Take the death-loving society of the future. We fully expect a kind of corporeal comeuppance via a last act denouement where the populace learns to embrace life. It is not a spoiler to say that moment never arrives. Indeed, it is not something Dick even considers. Similarly, when Parsons finds himself at the helm of a time ship, he doesn’t race back to his own era, hoping to reconnect with the wife he left behind. Instead, our daring doctor wants answers, and flies fully in the face of danger to discover the truth about his unexpected voyage into the future. As with all time travel tales, Dick is careful to control the linear anomalies and the possible problematic conundrums.
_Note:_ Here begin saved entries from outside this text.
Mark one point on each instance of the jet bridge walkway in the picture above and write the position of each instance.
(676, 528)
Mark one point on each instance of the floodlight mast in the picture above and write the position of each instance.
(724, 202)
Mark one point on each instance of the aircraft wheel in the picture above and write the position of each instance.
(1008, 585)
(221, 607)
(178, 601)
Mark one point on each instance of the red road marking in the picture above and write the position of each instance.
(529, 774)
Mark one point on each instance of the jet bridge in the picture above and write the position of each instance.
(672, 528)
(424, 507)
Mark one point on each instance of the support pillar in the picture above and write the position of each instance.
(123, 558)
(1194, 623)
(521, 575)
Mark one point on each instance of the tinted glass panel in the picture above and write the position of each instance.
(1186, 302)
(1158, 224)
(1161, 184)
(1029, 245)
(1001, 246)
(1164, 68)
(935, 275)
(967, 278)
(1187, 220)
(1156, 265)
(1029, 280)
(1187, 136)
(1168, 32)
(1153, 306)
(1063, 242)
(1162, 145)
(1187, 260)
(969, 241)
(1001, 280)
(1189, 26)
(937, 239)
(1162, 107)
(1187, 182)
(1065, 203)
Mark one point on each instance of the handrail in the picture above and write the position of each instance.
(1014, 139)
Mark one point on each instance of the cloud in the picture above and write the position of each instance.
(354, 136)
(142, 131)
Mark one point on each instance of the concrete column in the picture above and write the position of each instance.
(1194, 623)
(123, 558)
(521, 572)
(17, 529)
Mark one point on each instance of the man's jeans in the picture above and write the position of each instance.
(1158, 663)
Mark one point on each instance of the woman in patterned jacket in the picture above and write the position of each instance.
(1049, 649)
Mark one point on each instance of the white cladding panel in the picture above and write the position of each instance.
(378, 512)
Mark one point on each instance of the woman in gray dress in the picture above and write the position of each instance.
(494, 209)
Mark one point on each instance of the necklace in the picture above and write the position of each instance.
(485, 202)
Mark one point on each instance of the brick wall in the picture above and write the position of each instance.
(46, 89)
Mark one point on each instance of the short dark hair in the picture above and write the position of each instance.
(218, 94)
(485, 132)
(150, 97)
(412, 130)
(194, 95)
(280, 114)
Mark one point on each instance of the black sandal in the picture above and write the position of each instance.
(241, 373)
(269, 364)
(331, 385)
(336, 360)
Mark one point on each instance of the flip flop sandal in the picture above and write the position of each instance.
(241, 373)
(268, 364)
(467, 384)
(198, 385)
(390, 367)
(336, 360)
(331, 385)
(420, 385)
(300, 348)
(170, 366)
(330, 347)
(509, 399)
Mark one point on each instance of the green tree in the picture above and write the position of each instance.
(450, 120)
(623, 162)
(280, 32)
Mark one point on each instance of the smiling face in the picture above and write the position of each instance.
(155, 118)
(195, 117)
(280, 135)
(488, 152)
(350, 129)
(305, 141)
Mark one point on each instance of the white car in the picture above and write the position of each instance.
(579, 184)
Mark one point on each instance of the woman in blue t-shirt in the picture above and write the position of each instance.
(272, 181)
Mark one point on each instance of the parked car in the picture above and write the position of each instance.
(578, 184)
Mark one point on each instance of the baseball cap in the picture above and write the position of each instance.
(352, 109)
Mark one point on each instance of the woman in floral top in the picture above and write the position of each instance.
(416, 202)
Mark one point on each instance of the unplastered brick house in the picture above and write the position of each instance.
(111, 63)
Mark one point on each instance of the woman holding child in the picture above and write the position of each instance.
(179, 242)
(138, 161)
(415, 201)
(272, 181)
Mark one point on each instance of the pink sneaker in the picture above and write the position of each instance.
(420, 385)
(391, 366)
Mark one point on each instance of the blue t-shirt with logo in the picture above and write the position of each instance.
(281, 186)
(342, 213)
In fact, one of the best facets of the book is how magical and mysterious everyone treats the concept. Yes, the story does rely on constant trips back and forth through the past to affect and arrange events, but Dick makes sure that the characters deliver dialogue that keeps the possibility of a continuum cataclysm as a prime concern. And oddly enough, it’s not Parsons who provides the most sentient suggestions. Jeptha, the Mother Superior and her brother Helmar are very erudite when it comes to time travel, and provide excellent ballast for some of the more unbelievable aspects of the narrative. Indeed, when Parsons goes back to the time of William Drake to prevent a possible murder, the whole notion of hampering history is given a convincing, clarifying workout.
This is why Dick is such a delectable read. His novels sing with ideas that perplex as well as propose. When Parsons questions the citizens about their love of death and symbols as superficial as looks and strength, the people reply with a kind of nonplused humor — who wouldn’t trade quantity of life for physical perfection. Later on, when the truth about his time trip is revealed, Parsons wonders why a group dedicated to casualty as part of the reproductive process would want to revive a fallen comrade? It is here where we learn that, no matter how bodily acute someone is, heart will always rule the head. In the end, a novel we thought would center on a society in cultural crisis instead becomes a very personal look at the reasons we value life.
By using the previous genocide of the native residents of North America as a futuristic rallying cry for his characters, Dick delivers an interesting epic without a great deal of technical wizardry or speculative mumbo jumbo. And he doesn’t dress up the narrative in a nice, neat little bow at the end. Instead, he leaves the story loose and fluid, making the possibilities as questionable and incomplete as a doctor diagnosing and curing a disease. While medicine is indeed a science, it is far from exact. There are no guarantees. In the brave new world that Parsons finds himself in, said assurances are supposedly provided. But the cost may be too great. After all, to err is human — so what would perfection be? What indeed.